The Nigeria–Morocco gas pipeline project, valued at an estimated $25 billion, is moving into a decisive phase with the establishment of a project company and the expansion of its pool of international financial backers.
Spanning nearly 6,000 kilometres, the pipeline is designed to transform energy access across West Africa while reinforcing links to Europe. Considered one of Africa’s most ambitious energy ventures, it aims to deliver between 15 and 30 billion cubic metres of gas annually.
The project will serve 13 coastal West African states — covering a combined population of around 400 million people — while inland connections will link Niger, Burkina Faso and Mali to the main line.

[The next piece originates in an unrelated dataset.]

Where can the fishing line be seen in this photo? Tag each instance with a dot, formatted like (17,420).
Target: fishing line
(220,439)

Amina Benkhadra, Director General of the National Office of Hydrocarbons and Mines (ONHYM), confirmed this week that the creation of a project company is under way, marking a critical step towards organising financing and implementation.
Technical studies completed in 2025 confirmed the viability of the nearly 6,000 km route. Once complete, the pipeline will connect to the Maghreb–Europe Gas Pipeline, providing Nigerian gas with direct access to European markets.
Project governance will follow a multi-tiered structure, with a lead company supported by regional entities overseeing specific segments.
The Economic Community of West African States (ECOWAS) endorsed the coordination framework earlier this year.
In July, an additional protocol signed in Rabat between the Nigerian National Petroleum Company (NNPC), ONHYM, and the Togolese Gas Company (SOTOGAZ) formally added Togo as a public partner.
On financing, Energy Minister Leila Benali announced that the United Arab Emirates has joined a consortium of institutions already backing the project, which includes the European Investment Bank (EIB), the Islamic Development Bank (IDB), and the OPEC Fund.
The newly formed project company will spearhead efforts to secure funding and lead construction, with a final investment decision expected before the end of 2025.